Diese Erkenntnisse zeigen: Die Wahl der Lösung ist wichtig – aber entscheidend ist der Begleitprozess. Digitalisierung ist nicht nur ein IT-Thema, sondern vor allem eine Führungsaufgabe.

Fazit - Kleine Beträge, großer Hebel

Was als scheinbar banales Problem begann – spontane Ausgaben auf Dienstreisen – entpuppte sich als bedeutender Effizienz- und Ergebnishebel in einem mittelständischen Maschinenbauunternehmen. Die Einführung eines digitalen Zahlungssystems war mehr als ein Prozess-Upgrade: Sie veränderte das Zusammenspiel von Außendienst, Buchhaltung und Management – und stärkte die wirtschaftliche Steuerungsfähigkeit spürbar.

„Unterwegs-Kosten“ sind oft diffus, unregelmäßig und schwer zuzuordnen. Doch gerade deshalb können sie sich in Summe zu einem systemischen Blindspot entwickeln: Projektmargen werden verzerrt, Budgets überzogen, Rückstellungen geraten zur Schätzung.

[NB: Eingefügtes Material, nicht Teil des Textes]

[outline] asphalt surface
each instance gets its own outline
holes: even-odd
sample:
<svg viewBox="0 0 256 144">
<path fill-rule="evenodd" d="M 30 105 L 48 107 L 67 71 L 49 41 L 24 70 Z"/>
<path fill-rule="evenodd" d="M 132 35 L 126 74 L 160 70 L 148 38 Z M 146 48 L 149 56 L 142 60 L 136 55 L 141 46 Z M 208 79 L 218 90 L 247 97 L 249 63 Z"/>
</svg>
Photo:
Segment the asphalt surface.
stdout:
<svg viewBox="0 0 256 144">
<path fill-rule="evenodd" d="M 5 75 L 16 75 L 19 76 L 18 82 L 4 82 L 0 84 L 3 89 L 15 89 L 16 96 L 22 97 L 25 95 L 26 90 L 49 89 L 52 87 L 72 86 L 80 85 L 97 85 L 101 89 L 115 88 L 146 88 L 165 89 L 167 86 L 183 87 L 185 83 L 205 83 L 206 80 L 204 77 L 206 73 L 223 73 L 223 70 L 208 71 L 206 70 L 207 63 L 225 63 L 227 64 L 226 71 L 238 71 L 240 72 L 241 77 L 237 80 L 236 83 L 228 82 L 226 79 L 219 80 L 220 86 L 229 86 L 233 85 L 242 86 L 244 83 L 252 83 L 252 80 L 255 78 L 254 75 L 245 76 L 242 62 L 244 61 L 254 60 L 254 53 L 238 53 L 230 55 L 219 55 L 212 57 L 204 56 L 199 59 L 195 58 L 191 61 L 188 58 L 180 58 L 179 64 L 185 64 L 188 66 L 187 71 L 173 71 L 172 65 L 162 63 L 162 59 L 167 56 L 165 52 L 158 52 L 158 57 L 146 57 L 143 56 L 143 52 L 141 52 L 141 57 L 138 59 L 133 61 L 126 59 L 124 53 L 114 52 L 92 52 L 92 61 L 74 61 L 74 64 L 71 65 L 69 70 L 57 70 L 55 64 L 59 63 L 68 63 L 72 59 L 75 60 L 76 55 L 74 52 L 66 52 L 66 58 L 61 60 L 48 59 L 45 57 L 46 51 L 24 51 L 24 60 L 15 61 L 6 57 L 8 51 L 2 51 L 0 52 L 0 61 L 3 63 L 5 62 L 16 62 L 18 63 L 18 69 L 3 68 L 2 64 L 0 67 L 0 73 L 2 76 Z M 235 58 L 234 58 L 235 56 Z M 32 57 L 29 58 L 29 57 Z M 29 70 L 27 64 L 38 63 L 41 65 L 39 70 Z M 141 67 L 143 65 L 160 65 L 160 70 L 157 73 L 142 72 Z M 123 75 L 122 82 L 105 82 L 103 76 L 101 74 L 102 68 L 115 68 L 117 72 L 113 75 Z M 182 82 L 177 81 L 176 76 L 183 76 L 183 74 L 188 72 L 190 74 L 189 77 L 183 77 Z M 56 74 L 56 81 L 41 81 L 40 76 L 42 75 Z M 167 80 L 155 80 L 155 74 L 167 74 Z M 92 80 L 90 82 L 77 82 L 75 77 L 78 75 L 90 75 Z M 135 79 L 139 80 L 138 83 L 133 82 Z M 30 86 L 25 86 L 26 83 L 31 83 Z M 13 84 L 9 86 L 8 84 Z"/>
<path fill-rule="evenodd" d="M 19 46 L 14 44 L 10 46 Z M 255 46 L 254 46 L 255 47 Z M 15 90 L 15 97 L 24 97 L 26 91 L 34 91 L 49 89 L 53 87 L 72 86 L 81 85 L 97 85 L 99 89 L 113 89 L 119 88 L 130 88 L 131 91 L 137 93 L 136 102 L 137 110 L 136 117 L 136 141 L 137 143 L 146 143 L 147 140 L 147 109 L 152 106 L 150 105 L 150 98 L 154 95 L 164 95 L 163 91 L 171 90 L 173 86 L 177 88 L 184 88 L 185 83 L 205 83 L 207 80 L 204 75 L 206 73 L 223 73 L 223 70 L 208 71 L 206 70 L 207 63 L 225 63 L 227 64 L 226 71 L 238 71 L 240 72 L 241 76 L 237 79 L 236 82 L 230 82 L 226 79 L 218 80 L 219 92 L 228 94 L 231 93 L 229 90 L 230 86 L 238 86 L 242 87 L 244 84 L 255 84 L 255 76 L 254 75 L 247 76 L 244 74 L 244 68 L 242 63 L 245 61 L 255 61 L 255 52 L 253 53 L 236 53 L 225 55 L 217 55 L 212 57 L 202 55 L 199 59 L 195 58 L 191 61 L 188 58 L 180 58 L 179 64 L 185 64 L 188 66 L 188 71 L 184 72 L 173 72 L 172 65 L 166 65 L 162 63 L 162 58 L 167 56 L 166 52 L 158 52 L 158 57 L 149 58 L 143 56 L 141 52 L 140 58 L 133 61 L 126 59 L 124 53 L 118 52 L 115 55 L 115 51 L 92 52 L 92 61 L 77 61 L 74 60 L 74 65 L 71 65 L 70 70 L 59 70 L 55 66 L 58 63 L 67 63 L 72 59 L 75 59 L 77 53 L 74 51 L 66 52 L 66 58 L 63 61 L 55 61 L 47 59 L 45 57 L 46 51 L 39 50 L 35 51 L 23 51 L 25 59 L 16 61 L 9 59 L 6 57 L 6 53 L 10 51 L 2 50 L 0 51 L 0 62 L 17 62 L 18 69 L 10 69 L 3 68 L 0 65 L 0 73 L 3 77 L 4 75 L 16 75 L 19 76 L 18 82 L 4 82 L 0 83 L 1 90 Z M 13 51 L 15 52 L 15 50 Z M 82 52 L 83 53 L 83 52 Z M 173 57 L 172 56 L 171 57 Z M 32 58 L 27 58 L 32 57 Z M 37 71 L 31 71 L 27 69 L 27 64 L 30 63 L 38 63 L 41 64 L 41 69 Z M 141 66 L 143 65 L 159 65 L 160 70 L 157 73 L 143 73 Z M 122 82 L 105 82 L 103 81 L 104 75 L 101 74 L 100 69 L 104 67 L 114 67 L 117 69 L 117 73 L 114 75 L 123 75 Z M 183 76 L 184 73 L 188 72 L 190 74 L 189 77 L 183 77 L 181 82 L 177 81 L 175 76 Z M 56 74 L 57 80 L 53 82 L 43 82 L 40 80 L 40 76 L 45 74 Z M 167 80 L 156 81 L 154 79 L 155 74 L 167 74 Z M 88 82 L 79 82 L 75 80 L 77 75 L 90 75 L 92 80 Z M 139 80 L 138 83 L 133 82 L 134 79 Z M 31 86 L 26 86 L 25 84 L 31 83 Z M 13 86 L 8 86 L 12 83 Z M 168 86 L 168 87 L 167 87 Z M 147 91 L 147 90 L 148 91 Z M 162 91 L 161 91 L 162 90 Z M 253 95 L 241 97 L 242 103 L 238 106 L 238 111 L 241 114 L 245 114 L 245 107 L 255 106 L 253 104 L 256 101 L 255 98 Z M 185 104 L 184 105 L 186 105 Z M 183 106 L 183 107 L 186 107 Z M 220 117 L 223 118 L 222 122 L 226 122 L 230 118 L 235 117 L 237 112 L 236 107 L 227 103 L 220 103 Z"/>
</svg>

Mit der richtigen Lösung werden diese Ausgaben sichtbar, steuerbar und sogar verrechenbar – in Echtzeit und ohne Zusatzaufwand.

Die positiven Effekte im dargestellten Unternehmen zeigen:

  • Transparente Datenlage führt zu besseren Entscheidungen.
  • Digitale Prozesse entlasten sowohl Mitarbeitende als auch Führungskräfte.
  • Kostenerfassung in Echtzeit verbessert Cashflow, Forecasts und Kundenabrechnung.
  • Moderne Tools zahlen auf Attraktivität und Wettbewerbsfähigkeit als Arbeitgeber ein.

Insbesondere in einem Umfeld mit hoher Reisetätigkeit, knappen Margen und hohem Anspruch an Qualität sind solche kleinen Hebel entscheidend. Der Maschinenbau befindet sich im globalen Wettbewerb – dort zählt jedes Prozentpunkt Marge, jede Stunde Zeit und jedes klare Signal an Talente und Mitarbeitende.

Die vorgestellte Lösung ist kein Großprojekt. Aber sie hat Großes bewirkt.